Congresswoman Rosa DeLauro finally got on the bus and praised the President for his efforts to reform the tax code. As her press release put it, this reform is designed to curb the abuse of offshore tax shelters and eliminate tax incentives for shifting jobs overseas.
“That our tax code contains advantages for creating jobs overseas and opportunities to avoid paying taxes, defies common sense. Tax havens allow individuals and businesses to avoid paying their taxes, which results in an extra burden for those who do pay their share. We need to close the loopholes so that offshore tax havens and tax shelters will no longer be an option to hide income and assets.”
We can thank the Congresswoman for taking a position, but she takes it with a vindictive tone, as though legal tax havens are a crime and she’s part of the posse.
“I welcome President Obama’s efforts to restore balance to our tax code and look forward to working with my colleagues to take steps to fix our broken system.”
One problem is, the potential side-effect of taxing income earned overseas is that whatever corporations still call America home may depart for cushier places to situate their headquarters. A great many white collar jobs could be transferred to Dubai or Ireland, especially those in the Tech industry, as the AP reports:
Collectively, HP, IBM, Cisco, Microsoft and Google lowered their tax bills by a combined $7.4 billion in their last fiscal years by taking advantage of lower tax rates outside the United States, according to an analysis by The Associated Press. Through the years, these five tax companies have avoided U.S. income taxes and foreign withholding taxes on a combined $72 billion in undistributed earnings from their foreign operations.
Another problems is U.S. competitiveness in the global market, as the Wall Street Journal points out:
The President’s plan would limit the tax deferral on income earned abroad by tightening the rules, limiting allowable deductions and restricting eligibility for foreign-tax credits. Congress long ago created the corporate tax deferral to compensate for this competitive disadvantage. Under deferral, a company doesn’t have to pay the U.S. corporate rate until it repatriates its earnings. America now has the worst of both worlds: a high statutory rate and a tax code so riddled with complexity that it is both expensive to administer and inefficient at collecting revenue. The explicit goal of this plan is to reduce the incentive for U.S. companies to invest abroad, which Mr. Obama derisively calls “shipping jobs overseas.” This “solution” is antigrowth, job-destroying, protectionist and unlikely to raise the tax revenue he predicts.

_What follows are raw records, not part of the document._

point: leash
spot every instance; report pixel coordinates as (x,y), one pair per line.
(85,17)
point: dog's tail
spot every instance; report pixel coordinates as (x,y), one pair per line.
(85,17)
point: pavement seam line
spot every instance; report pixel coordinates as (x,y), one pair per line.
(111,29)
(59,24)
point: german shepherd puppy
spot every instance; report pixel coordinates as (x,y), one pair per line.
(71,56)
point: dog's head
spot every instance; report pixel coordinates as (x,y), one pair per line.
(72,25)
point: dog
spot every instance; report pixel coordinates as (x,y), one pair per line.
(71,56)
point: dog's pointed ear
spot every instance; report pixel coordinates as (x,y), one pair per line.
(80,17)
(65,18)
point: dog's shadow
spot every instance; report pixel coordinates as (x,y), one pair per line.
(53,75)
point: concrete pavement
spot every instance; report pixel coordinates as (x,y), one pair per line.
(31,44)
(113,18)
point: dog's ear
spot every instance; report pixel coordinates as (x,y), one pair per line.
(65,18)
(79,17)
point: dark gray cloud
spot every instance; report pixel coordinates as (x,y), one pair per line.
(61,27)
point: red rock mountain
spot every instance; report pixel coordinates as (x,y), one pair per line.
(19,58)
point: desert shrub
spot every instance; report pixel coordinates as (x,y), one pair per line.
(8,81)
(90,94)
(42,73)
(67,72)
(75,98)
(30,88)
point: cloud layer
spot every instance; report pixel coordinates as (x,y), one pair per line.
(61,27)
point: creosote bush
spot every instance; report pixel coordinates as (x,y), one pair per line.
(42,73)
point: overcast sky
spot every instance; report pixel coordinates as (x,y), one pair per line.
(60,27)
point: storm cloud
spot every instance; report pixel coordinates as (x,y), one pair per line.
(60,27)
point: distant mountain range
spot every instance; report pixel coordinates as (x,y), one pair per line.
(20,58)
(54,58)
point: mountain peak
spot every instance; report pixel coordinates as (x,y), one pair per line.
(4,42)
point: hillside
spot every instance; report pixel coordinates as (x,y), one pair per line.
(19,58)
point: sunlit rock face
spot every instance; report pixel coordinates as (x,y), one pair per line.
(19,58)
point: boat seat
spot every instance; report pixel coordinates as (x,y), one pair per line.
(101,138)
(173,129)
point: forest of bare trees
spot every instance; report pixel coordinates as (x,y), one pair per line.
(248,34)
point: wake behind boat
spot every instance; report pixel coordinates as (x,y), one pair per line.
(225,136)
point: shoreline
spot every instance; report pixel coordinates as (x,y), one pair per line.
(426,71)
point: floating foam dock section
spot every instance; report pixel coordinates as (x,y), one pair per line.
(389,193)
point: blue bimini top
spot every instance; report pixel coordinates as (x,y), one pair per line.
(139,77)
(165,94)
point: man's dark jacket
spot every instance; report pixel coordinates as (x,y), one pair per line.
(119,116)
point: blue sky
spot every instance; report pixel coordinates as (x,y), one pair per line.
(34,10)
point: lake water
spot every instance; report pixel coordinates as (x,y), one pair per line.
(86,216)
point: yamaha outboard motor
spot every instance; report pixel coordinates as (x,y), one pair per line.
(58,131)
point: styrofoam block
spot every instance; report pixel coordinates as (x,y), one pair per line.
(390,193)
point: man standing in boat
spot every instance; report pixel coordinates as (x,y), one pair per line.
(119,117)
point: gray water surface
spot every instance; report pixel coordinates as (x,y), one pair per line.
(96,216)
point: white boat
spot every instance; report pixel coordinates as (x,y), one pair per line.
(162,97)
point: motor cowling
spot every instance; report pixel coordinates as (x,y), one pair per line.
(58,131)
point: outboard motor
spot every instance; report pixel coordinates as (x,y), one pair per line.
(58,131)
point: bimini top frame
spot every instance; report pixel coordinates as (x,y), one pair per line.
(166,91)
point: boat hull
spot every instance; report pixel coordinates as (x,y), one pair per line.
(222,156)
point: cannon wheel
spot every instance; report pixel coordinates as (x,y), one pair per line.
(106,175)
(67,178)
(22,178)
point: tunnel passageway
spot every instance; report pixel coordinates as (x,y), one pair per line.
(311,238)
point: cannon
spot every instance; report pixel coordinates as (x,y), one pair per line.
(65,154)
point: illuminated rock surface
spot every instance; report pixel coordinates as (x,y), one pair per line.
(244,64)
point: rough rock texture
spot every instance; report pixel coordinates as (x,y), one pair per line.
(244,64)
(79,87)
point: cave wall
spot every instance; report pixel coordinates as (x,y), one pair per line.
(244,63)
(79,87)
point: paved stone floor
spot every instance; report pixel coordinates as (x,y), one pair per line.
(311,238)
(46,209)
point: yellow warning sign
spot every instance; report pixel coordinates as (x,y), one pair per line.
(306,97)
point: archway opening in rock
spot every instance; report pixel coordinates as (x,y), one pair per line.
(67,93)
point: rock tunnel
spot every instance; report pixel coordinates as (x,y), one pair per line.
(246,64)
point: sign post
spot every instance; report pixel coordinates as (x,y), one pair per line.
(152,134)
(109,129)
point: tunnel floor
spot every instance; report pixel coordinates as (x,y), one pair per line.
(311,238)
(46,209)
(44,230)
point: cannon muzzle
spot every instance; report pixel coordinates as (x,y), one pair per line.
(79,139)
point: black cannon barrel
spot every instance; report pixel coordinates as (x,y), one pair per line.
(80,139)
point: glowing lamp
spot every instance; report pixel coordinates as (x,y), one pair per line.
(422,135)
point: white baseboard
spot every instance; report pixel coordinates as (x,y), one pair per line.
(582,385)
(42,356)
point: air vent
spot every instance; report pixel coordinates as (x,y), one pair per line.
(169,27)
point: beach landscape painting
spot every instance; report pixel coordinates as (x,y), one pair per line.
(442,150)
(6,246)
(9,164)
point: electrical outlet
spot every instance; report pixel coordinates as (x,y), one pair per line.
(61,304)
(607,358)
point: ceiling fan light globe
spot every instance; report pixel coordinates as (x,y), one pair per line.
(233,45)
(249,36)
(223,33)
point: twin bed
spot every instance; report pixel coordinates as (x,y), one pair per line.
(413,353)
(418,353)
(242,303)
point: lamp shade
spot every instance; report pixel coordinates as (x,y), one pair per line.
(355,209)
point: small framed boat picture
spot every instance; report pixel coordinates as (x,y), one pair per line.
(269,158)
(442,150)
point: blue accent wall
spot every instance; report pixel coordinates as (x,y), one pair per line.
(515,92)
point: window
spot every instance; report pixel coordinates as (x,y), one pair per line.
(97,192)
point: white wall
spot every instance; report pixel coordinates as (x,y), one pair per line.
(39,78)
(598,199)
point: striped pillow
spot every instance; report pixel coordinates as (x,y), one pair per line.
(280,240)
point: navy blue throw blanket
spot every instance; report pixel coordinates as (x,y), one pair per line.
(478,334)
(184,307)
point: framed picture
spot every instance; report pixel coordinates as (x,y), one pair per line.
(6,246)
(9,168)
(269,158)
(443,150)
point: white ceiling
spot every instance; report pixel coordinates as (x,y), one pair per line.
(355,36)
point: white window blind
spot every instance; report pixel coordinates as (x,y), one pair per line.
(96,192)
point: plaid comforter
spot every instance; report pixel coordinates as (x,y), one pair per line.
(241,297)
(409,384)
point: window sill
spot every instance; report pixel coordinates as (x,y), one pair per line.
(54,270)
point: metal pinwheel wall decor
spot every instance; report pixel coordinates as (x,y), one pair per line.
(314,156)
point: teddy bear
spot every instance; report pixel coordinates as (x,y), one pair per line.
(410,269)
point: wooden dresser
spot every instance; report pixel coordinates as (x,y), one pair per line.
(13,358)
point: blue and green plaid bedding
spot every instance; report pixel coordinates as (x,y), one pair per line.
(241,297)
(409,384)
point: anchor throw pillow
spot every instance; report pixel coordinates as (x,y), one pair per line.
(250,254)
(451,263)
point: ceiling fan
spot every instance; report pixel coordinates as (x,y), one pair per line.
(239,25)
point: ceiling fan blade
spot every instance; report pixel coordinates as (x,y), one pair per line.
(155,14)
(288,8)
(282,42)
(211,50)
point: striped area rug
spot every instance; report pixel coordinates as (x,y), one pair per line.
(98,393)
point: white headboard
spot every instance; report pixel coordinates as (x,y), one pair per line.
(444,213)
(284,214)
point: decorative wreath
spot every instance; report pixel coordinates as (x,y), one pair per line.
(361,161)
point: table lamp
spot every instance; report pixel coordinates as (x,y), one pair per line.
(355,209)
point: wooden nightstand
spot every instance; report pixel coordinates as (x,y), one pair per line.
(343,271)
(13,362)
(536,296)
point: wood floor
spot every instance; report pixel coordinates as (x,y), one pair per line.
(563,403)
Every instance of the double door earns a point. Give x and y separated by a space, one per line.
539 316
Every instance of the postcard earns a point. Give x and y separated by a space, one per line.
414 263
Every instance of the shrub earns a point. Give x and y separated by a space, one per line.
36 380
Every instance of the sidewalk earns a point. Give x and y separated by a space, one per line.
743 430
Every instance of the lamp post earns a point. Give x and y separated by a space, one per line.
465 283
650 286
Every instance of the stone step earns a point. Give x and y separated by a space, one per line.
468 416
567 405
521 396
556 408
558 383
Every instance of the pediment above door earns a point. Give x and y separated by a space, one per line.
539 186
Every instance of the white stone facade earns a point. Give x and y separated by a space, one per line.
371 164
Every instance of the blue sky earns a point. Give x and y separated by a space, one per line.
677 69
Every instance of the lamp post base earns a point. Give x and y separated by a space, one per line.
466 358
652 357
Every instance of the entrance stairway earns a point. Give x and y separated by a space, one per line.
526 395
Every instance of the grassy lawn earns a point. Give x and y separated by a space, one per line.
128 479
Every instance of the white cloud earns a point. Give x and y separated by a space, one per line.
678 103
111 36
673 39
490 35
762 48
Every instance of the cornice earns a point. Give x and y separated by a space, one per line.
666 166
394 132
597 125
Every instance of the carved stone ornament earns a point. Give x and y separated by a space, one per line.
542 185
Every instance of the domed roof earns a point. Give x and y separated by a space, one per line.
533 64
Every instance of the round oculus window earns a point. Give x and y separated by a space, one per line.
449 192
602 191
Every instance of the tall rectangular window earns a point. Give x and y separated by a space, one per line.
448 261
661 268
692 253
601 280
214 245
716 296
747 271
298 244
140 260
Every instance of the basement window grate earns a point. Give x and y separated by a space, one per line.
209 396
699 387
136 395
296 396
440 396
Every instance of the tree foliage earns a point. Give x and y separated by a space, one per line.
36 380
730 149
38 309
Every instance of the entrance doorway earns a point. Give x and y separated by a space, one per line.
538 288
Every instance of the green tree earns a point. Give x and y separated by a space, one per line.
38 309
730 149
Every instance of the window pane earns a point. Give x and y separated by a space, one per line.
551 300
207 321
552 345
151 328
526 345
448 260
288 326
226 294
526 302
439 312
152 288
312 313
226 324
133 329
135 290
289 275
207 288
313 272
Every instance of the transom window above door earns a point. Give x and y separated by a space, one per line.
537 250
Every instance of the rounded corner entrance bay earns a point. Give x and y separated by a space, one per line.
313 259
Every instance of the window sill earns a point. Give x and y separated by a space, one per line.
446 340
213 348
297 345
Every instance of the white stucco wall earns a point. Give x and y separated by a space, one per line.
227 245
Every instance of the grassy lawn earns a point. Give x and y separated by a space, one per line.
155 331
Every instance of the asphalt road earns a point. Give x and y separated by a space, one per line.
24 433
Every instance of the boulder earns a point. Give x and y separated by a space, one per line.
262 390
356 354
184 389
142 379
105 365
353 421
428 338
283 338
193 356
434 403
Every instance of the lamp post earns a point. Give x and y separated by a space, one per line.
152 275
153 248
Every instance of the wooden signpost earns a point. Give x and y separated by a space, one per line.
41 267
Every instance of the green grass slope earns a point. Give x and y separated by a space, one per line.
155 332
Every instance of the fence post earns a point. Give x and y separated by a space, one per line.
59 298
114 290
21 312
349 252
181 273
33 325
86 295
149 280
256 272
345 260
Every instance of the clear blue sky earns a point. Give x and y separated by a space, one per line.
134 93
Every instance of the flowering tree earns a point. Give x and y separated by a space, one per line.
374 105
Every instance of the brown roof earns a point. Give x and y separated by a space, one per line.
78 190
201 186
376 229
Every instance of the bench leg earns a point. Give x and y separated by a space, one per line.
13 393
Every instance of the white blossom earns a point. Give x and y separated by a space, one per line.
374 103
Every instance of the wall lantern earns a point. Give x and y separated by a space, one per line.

Question is, why does Rep. DeLauro leap at idea of taxing corporations now? Why hasn’t our Representative opposed the hemorrage of blue-collar American jobs overseas? Why hasn’t she offered solutions to our broken system in the past?
This isn’t something that’s happened overnight, and yet Rep. DeLauro only “got the picture” early this year. Rep. DeLauro has had ten terms in Congress to push on saving American jobs, to encourage consumers to buy American goods, to promote manufacturing in America, but unfortunately, she has failed to do so.